Authors: Fajri Koto, Timothy Baldwin, Jey Han Lau

JAIR 2022 | Venue PDF | Archive PDF | Plain Text | LLM Run Details

Reproducibility Variable Result LLM Response
Research Type Experimental We construct a novel dataset for focus, coverage, and inter-sentential coherence, and develop automatic methods for evaluating each of the four dimensions of FFCI based on cross-comparison of evaluation metrics and model-based evaluation methods, including question answering (QA) approaches, semantic textual similarity (STS), next-sentence prediction (NSP), and scores derived from 19 pre-trained language models. We then apply the developed metrics in evaluating a broad range of summarization models across two datasets, with some surprising findings.
Researcher Affiliation Academia Fajri Koto EMAIL Timothy Baldwin EMAIL Jey Han Lau EMAIL School of Computing and Information Systems The University of Melbourne Victoria 3010, Australia
Pseudocode No The paper describes methods like ROUGE, QAGS, BERTScore, STS-Score, and NSP score using mathematical formulas and descriptive text (e.g., in Sections 3 and 4), but does not present any formal pseudocode or algorithm blocks.
Open Source Code Yes Data and code used in this paper can be accessed at https://github.com/fajri91/ffci.
Open Datasets Yes To summarize, our contributions are: (1) we release an annotated dataset for evaluating focus, coverage, and inter-sentential coherence; ... Data and code used in this paper can be accessed at https://github.com/fajri91/ffci. We also utilize well-known public datasets such as CNN/Daily Mail (Hermann et al., 2015), XSUM (Narayan et al., 2018b), and the faithfulness dataset from Maynez et al. (2020).
Dataset Splits Yes First, we partition our data into training, development, and test splits based on a ratio of 80:10:10, respectively, and fine-tune bert-base-uncased with learning rate = 5e-5, batch size = 40, and maximum epochs = 20. We also used the test sets of CNN/Daily Mail and XSUM for evaluating focus and coverage.

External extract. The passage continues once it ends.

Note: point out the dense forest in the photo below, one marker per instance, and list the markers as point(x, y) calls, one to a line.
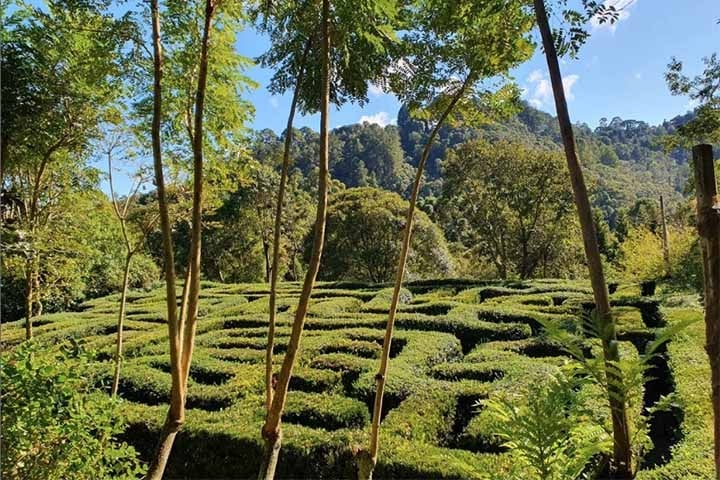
point(479, 289)
point(627, 164)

Hardware Specification No This research was undertaken using the LIEF HPC-GPGPU Facility hosted at The University of Melbourne. This facility was established with the assistance of LIEF Grant LE170100200. This statement describes a general computing facility but lacks specific details such as exact GPU/CPU models or memory amounts.
Software Dependencies No The paper mentions several software components and libraries like ROUGE, METEOR, Sacre BLEU (Post, 2018), Hugging Face, sentence-transformers (Reimers & Gurevych, 2019b), and spaCy. However, it does not provide specific version numbers for any of these software dependencies.
Experiment Setup Yes In preliminary experiments, we compared n {1, 2, 3} and found that n = 2 works best for ROUGE, and n = 3 works best for STS-Score and the pre-trained language model scores. For inter-sentential coherence, we fine-tune bert-base-uncased with learning rate = 5e-5, batch size = 40, and maximum epochs = 20. We simply use the [CLS] encoding as the input to an MLP layer. During training, we use early stopping (patience = 5) based on the development set performance.